The Department for Education will publish a consultation on the plans on 11 December, with secondary legislation to increase the fee cap for accelerated courses expected to follow.
Under the plans, universities with permission to charge the maximum £9,250 for standard degrees would be able to charge £11,100 a year for two-year degrees, to help them recoup extra costs required for the more intensive annual teaching load.
The DfE says that benefits “include a £5,500 (20 per cent) saving for students in total tuition costs compared to a standard three-year course”. The DfE calculates that this, “added to the average salary of £19,000 in the first year after graduating” (two-year graduates will start work a year earlier), means that “students could be left over £25,000 better off by choosing an accelerated degree” (actually, its calculations produce a £24,500 total).
However, as tuition fee repayments are determined by graduates’ earnings and because only a small minority will repay their student loans in full, many would question whether this element truly amounts to a typical saving for graduates.
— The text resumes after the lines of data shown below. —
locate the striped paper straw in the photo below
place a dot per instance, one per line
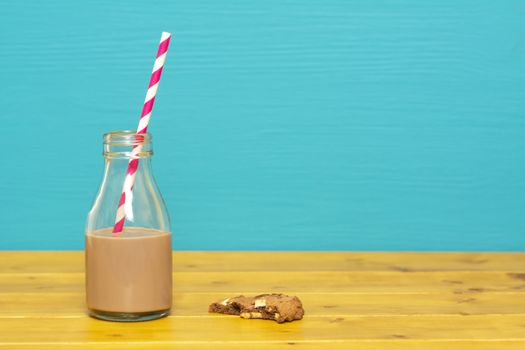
(124, 206)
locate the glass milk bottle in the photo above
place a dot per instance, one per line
(128, 274)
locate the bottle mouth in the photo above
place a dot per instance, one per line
(126, 138)
(127, 144)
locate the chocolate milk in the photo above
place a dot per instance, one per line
(130, 272)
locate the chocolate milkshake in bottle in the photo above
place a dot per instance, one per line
(128, 273)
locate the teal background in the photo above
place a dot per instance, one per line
(362, 125)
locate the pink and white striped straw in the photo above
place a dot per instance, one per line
(124, 206)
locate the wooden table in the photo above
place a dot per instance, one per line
(352, 301)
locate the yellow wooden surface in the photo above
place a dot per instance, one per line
(366, 301)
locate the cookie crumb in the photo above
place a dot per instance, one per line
(278, 307)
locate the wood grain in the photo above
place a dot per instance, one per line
(72, 261)
(72, 305)
(236, 330)
(293, 282)
(396, 301)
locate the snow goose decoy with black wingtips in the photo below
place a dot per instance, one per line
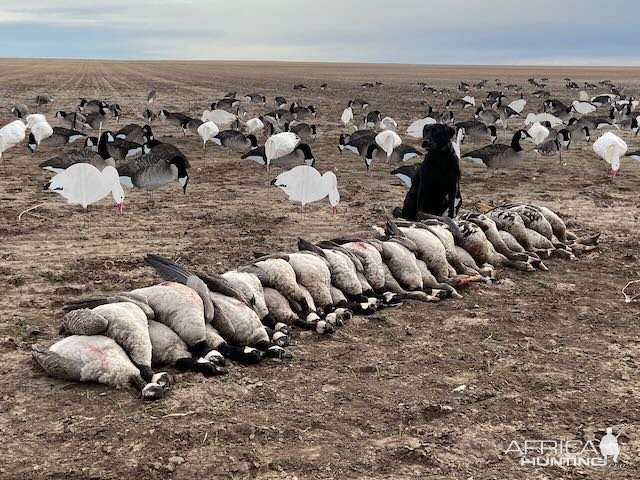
(221, 118)
(235, 140)
(94, 358)
(306, 132)
(83, 184)
(305, 184)
(610, 147)
(11, 134)
(499, 155)
(301, 155)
There are benefits for the government from reduced loan outlay.
The DfE does not refer to the potential saving on maintenance costs – perhaps to avoid drawing attention to the significant living costs that students face and the fact that the government has scrapped maintenance grants.
The potential benefits for students will be “so huge it will create significant ‘first-mover’ advantage for the institutions that offer these accelerated courses first, rapidly, and do so across a broad range of subjects”, Mr Johnson told Times Higher Education.
The government is aiming at “removing the financial barrier” preventing “institutions presently capped at £9,250 from covering the extra costs they incur…over 45 weeks of two years rather than the normal 30 weeks over three years”, the minister continued.
He said that he expected the move to be “transformational over time” and to produce “a significant uptake” in accelerated courses “over the next decade”.
Mr Johnson also said: “We’ve heard a lot about the decline in the number of mature students. And there is clear evidence mature students would be attracted to an accelerated way of studying…I’d be disappointed if there were a knee-jerk defensiveness [from universities]: ‘it’s not for us, it’s for others.’ I think all institutions have a role to play in widening participation and taking access seriously.”
Does the government want to increase two-year provision because it is cheaper for the government? “Value for money is important,” replied Mr Johnson. “If you can achieve significantly the same benefits at a lower cost, why wouldn’t you want to make that choice available to people?”
But he said that the government was “not being prescriptive” about the length of course students take; rather, it wanted “more flexibility” and “a broader range of choices”.
He also said that the move would be “good for the taxpayer, too”, explaining that “lower loan outlay, faster repayments, less subsidy” were “not of negligible importance”.
“We’re entirely confident there will be no sacrifice of quality,” he added of shorter courses.
Is a vote in Parliament to raise fees a tricky ask in the current climate? The plan had “cross-party support when we put the measure in the Higher Education and Research Act to enable us to lift the cap specifically for courses that the OfS [Office for Students] certified as being accelerated,” Mr Johnson said.
He added: “This is a policy that has been advocated for decades by politicians of all colours.”